Lunchbox's lesson: Little Julia's experience is a potent reminder not to forget the headgear while schussing or otherwise traveling at speed this holiday season. Common sense, but easy to forget until it's too late.
Chairlift malfunctions in Wisconsin, injuring 13. It's every resort skier's most potent nightmare: The chairlift malfunctions, gets a mind of its own and sends you careening toward disaster. This bizarre fever dream actually happened at Devil's Head Resort in Baraboo, Wisc.: For unknown reasons, a chairlift stopped suddenly and began moving in reverse at high speeds. Panicking boarders and skiers on the lift injured themselves by being thrown, jumping ship, or getting slammed into the wooden ceiling at the base of the lift. The chairlift operator attempted to stop the lift to no avail, and witnesses report seeing sparks flying from the machinery at the lift base.
Lunchbox's lesson: What we've got here is a genuine freak accident, folks. Some people bettered their chances of avoiding injury by jumping off the lift, but that's a risky proposition at best. First responders acted in quick fashion, though, possibly preventing deaths.
Mt. Hood climbing search now a recovery mission. Sadly, the window for rescuing two of the missing climbers on Hood has officially been turned into a recovery mission. Anthony Vietti, 24; Luke Gullberg, 26; and Katie Nolan, 29, all set out on a technical hike in an attempt to Summit Mt. Hood. Gullberg's body was found, but horrible weather has hampered search efforts for the other two, and rescue personnel put the other two's survival chances at less than 1 percent.

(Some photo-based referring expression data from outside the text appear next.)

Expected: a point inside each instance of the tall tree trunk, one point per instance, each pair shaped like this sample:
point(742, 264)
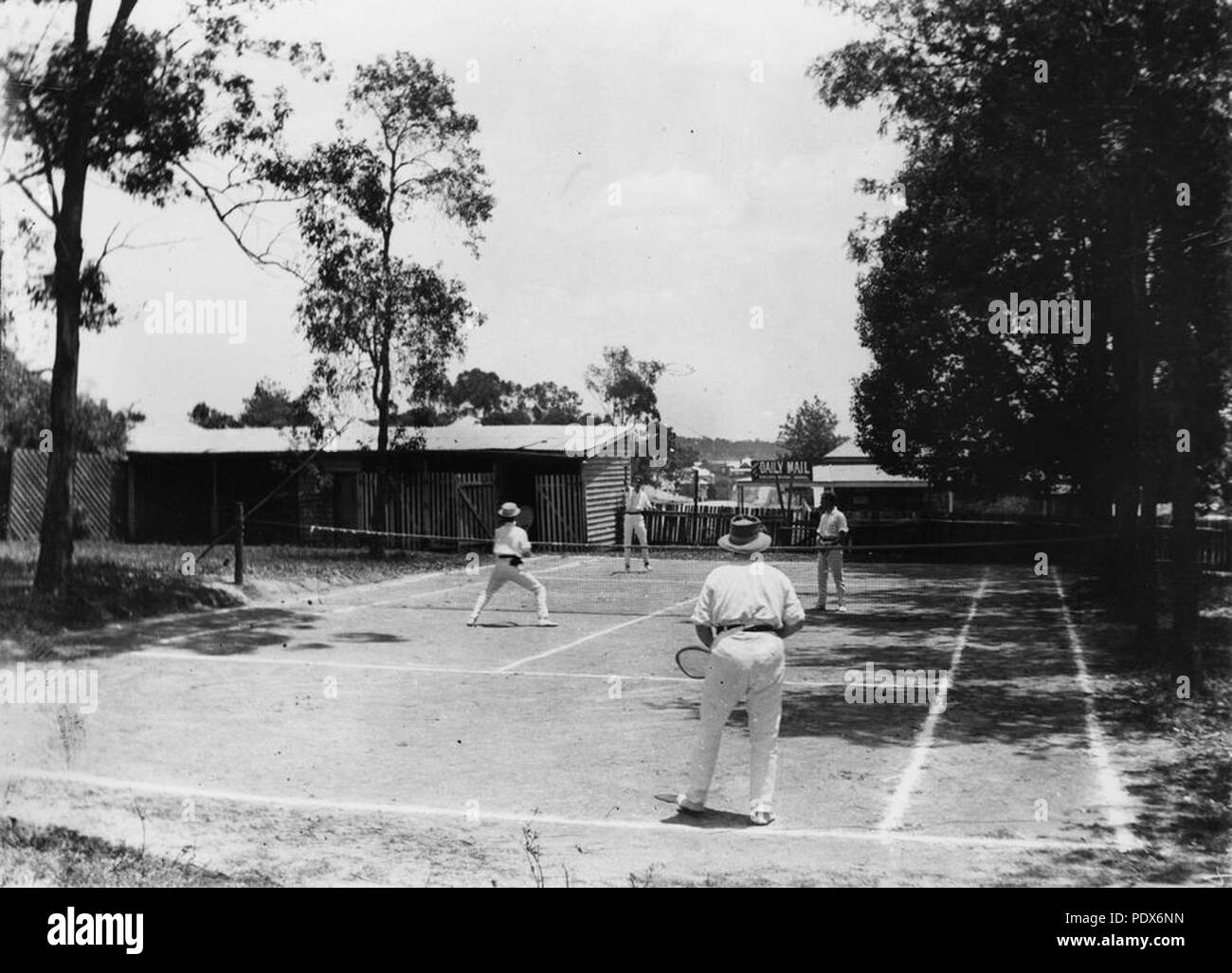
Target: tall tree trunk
point(380, 516)
point(56, 533)
point(1186, 657)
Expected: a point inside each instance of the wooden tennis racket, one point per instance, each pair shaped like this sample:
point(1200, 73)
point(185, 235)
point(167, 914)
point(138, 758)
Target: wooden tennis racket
point(694, 661)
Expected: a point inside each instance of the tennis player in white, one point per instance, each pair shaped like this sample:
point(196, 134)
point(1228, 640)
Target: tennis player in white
point(510, 546)
point(636, 504)
point(744, 612)
point(832, 533)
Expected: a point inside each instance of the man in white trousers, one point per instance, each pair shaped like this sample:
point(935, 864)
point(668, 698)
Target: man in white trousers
point(510, 545)
point(744, 612)
point(636, 504)
point(832, 534)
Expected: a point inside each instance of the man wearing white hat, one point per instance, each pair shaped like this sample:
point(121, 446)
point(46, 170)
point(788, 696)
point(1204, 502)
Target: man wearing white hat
point(636, 504)
point(744, 612)
point(832, 534)
point(510, 546)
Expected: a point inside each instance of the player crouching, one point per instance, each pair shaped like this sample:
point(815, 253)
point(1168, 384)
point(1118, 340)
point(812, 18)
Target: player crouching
point(510, 545)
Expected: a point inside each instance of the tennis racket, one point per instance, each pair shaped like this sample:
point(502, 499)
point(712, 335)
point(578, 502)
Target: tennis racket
point(694, 661)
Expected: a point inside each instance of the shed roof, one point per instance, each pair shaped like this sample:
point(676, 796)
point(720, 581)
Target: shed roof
point(189, 439)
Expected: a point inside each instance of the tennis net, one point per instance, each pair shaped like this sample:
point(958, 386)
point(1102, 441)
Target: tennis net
point(891, 579)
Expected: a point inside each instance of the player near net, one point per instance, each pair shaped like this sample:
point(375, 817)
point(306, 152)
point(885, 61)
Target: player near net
point(832, 534)
point(744, 612)
point(510, 545)
point(637, 501)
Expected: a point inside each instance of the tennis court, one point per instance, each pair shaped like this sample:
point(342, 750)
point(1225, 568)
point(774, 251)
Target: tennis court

Lunchbox's lesson: It's been said many times before, but Hood can become an evil mountain—arguably the most dangerous popular mountain in the Lower 48. Even prepared, experienced hikers (as these three appear to be) can find themselves in a real pickle. Climbing Hood requires ultimate care, and even sometimes that's not enough if the weather turns. Condolences to the families involved.